Recently one of our customers came to us with an urgent problem to fix. They have a Drupal website with CloudFlare as the CDN. Recently it seems that admin users were seeing each other's account when they log in.

I did a quick investigation and suspected that the problem was due to CloudFlare cache. Typically Drupal cache-control headers and CloudFlare cf-cache-status are as follow:

cache-control: must-revalidate, no-cache, private
cf-cache-status: DYNAMIC

CloudFlare does not cache Drupal pages because it of the presence of cookies, whether the user is logged in or not. Thus cf-cache-status is always DYNAMIC which means the page is a dynamic content and not eligible for cache in CloudFlare.

What I noticed was that cf-cache-status was shown as HIT which is odd:

cache-control: must-revalidate, no-cache, private
cf-cache-status: HIT

When I logged into the customer's CloudFlare account, I noticed this new Page Rule:

The customer has create a page rule to cache pages probably because they felt the website was slow. Besides forcing Drupal to cache everything, they also decided that the Edge Cache TTL can be set to a day since their content does not change that often.
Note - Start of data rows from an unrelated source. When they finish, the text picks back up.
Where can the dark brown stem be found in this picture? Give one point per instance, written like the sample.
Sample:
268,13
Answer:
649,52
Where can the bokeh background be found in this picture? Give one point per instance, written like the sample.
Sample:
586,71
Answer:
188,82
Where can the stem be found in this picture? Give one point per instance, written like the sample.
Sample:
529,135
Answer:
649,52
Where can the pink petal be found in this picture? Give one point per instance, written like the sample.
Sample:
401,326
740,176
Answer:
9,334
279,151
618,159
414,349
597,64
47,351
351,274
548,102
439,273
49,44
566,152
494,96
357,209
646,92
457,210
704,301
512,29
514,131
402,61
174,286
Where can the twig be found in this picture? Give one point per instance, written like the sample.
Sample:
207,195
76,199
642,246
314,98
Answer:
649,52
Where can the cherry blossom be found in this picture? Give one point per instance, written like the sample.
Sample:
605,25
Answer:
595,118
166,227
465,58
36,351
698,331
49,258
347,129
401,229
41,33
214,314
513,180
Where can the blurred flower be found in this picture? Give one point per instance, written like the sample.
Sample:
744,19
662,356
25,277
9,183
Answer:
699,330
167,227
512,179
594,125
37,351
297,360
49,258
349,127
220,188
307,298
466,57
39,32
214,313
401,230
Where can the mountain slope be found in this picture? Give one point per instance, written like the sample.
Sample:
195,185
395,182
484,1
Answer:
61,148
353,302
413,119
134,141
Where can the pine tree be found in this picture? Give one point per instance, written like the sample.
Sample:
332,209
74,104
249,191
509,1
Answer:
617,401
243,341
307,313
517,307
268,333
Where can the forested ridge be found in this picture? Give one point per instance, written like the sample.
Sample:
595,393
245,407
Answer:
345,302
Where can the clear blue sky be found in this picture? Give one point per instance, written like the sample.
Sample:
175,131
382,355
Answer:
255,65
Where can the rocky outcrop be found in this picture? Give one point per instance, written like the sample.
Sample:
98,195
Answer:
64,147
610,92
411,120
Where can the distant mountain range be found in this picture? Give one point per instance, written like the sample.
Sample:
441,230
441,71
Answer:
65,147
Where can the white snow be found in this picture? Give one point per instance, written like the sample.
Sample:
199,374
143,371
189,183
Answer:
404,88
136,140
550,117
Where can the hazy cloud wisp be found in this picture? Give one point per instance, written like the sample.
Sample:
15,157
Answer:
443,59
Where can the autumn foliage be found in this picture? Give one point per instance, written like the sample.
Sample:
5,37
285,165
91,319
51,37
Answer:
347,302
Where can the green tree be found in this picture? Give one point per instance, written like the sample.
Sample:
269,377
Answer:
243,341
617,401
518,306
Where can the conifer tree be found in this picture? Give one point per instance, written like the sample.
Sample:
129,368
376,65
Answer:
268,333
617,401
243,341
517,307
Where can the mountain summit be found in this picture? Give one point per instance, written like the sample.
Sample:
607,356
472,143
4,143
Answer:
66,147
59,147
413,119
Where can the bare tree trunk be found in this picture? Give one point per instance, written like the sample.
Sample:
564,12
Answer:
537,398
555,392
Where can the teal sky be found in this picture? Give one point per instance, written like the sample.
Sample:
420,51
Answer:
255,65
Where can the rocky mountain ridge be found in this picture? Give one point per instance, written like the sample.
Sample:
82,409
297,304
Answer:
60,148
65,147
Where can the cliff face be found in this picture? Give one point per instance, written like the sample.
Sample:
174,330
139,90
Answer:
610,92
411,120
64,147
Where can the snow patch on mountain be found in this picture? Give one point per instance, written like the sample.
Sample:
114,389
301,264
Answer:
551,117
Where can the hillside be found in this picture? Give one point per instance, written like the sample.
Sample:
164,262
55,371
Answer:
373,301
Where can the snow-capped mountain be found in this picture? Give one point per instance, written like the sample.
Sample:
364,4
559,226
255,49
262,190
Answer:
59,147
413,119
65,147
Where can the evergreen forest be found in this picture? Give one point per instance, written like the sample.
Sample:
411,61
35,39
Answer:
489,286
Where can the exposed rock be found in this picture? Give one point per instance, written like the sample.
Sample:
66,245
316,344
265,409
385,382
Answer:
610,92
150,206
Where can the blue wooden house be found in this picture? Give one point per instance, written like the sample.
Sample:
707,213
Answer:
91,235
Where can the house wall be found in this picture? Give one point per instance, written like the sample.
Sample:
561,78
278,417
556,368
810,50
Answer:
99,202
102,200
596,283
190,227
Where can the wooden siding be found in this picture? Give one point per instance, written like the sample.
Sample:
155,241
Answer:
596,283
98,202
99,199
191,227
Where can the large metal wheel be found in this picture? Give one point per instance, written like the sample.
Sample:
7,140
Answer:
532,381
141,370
Setting CloudFlare to Cache Everything does not mean CloudFlare will really cache everything. It will still not cache dynamic pages such as Drupal pages since the pages contain cookies that are specific to individual users. CloudFlare will only cache assets such as images, fonts and static files like CSS.

However, by activating Edge Cache TTL, CloudFlare will remove cookies from pages. This means the Drupal pages will be cached but without cookies. This is the root of why admin users are seeing each other's account and clearly warned in the CloudFlare documentation. I quickly turned off this rule and the problem was resolved.